Radiation can certainly control the metastases you can see. But for every met you can see, there are thousands more you can't see.

TryGuyCP profile image
TryGuyCP

Regular MRI, PET/CT, bone scans may now show mets or be vague just like you descrive Ask for PSMA scan.

I had similar experience:

My yearly PSA check went from 3.11 in Feb. 2020 to 5.79 in Feb.2021, MRI pointed at prostate. Biopsy came up with Gleason 4+5=9 diagnosis of aggressive PC.

3/08/2021 NM Bone Scan suspect T2: Focal uptake at the posterior aspect of the upper thoracic spine approximately T2. On the prior CT there is a 6 mm sclerotic focus in minimal degenerative change. This lesion is indeterminate on bone scan as both bone islands and sclerotic metastases can demonstrate radiotracer uptake. The CT features where it is smoothly bordered are suggestive of a bone island. Recommend attention on follow-up imaging.

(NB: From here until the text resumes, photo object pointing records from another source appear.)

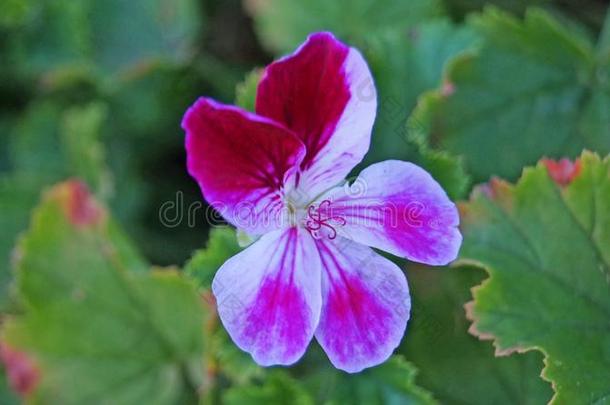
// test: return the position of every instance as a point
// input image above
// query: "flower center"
(321, 218)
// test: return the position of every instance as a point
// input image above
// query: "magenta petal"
(365, 305)
(398, 207)
(324, 92)
(268, 296)
(241, 162)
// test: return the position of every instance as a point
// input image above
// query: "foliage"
(545, 248)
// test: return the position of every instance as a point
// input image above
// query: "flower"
(280, 173)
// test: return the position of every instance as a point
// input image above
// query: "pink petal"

5/11/21 my urologist performed robotic radical prostatectomy and pathology report showed edges clean so we hoped that was the end of it and I'm "cured".

8/20/21 Follow-up 3mo PSA came up still high at 4.2 so I went to Stanford uro-oncology where they arranged couple PSMA scans (at the time Oct.2021 it was still as clinical trials) and only those more sensitive scans finally conclusively pointed at little spot in T2.

12/3/21 PSA. is 7.9 I had gone through CyberKnife procedure at Stanford and that stopped progression in T2

01/18/2022 PSA dropped to 4.2

02/22/2022 PSA dropped to 2.6

02/23/2022 PET/CT PSMA finds Focal PyL uptake within the known treated T2 vertebral body sclerotic lesion and multiple bilateral rib lesions compatible with metastatic disease. Now that I have multiple mets in ribs its time for systemic therapy and my MO recommends we start ADT

03/07/2022 Injection of Degarelix 250mg. this quickly brings PSA down to < 0.04

04/04/2022 Move on to Lupron 6mo injections

follow up PET/CT PSMA and MRI scans in August 2022 show improvement (less visible) of old spots and no new ones

After 18 months on ADT (only lupron) PSA stays < 0.04 so my MO lets me go on vacation from ADT.

My last 6mo Lupron shot was in March of 23 and next one would have been in Sep. but will be skipped. the plan is to stay of any treatment till PSA starts to rise. then do another PSMA and go from there.